Tais considerações me
vieram à mente, quando vi uma imagem que nos diz muito sobre o que somos enquanto sociedade e
aquilo que podemos aprender com seres humanos, individualmente. Refiro-me,
especificamente, à imagem do Presidente de Portugal, o professor Marcelo Rebelo
de Souza, na fila de um supermercado, vestindo seu calção azul-celeste, usando
máscara e respeitando o distanciamento exigido pelos protocolos da quarentena estabelecidos pela Organização Mundial de Saúde. A imagem viralizou e surpreendeu o mundo inteiro, acostumado as inutilidades
cotidianas da vida. Para Portugal, no entanto, foi algo corriqueiro.
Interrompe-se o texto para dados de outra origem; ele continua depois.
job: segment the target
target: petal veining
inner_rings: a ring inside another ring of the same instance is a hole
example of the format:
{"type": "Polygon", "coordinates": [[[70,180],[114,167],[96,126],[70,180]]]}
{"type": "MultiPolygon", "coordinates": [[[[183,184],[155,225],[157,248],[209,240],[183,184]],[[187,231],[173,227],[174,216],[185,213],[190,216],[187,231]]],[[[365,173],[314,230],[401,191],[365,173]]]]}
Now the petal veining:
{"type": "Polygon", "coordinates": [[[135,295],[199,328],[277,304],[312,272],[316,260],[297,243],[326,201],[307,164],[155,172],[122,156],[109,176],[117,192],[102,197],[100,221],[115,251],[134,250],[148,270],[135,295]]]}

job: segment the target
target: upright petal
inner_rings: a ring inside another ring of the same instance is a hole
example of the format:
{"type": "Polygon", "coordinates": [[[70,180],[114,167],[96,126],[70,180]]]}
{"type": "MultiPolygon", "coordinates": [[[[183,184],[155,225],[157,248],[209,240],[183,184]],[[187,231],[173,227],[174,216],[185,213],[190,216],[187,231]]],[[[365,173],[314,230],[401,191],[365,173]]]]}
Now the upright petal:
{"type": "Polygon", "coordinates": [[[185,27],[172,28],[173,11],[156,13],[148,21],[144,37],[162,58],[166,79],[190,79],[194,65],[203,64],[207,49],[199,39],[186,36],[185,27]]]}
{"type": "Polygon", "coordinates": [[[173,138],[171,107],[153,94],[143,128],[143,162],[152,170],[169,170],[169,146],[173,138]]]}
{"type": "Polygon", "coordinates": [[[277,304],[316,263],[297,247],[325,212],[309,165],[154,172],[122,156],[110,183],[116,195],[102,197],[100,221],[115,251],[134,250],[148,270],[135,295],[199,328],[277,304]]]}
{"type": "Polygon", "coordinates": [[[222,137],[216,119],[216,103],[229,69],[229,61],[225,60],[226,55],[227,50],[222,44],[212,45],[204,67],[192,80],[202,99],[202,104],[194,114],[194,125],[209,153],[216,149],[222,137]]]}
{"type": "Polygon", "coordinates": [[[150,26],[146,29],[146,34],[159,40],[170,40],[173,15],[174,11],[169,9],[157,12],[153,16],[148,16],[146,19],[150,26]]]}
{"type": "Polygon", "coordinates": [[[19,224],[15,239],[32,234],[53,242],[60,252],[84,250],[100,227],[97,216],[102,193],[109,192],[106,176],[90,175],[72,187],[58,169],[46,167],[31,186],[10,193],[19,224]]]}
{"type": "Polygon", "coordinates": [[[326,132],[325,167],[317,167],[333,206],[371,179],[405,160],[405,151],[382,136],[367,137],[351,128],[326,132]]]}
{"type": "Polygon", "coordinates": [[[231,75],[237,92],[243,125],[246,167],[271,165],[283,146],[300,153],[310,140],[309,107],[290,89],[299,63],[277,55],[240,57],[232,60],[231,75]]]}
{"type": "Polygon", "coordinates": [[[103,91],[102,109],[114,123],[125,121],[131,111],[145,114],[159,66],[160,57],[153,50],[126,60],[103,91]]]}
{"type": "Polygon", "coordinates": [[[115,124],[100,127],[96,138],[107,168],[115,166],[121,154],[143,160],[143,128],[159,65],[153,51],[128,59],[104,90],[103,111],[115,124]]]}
Diante da divulgação da referida imagem, soubemos que o professor, Presidente de Portugal, não mora no palácio
presidencial, mas na casa na qual sempre viveu. Não se tem notícia de que o Presidente, professor Marcelo Rebelo de Sousa tenha ou dirija uma Ferrari. Uma
das poucas certezas acerca do Presidente de Portugal é que ele, faça chuva ou
faça sol, toma seu banho de mar todos os dias às 8h da manhã. Sem mais.
Portugal, como
vemos, elegeu um professor como presidente, não um militar paraquedista. E isso faz muita diferença, pois toda imagem é um espelho.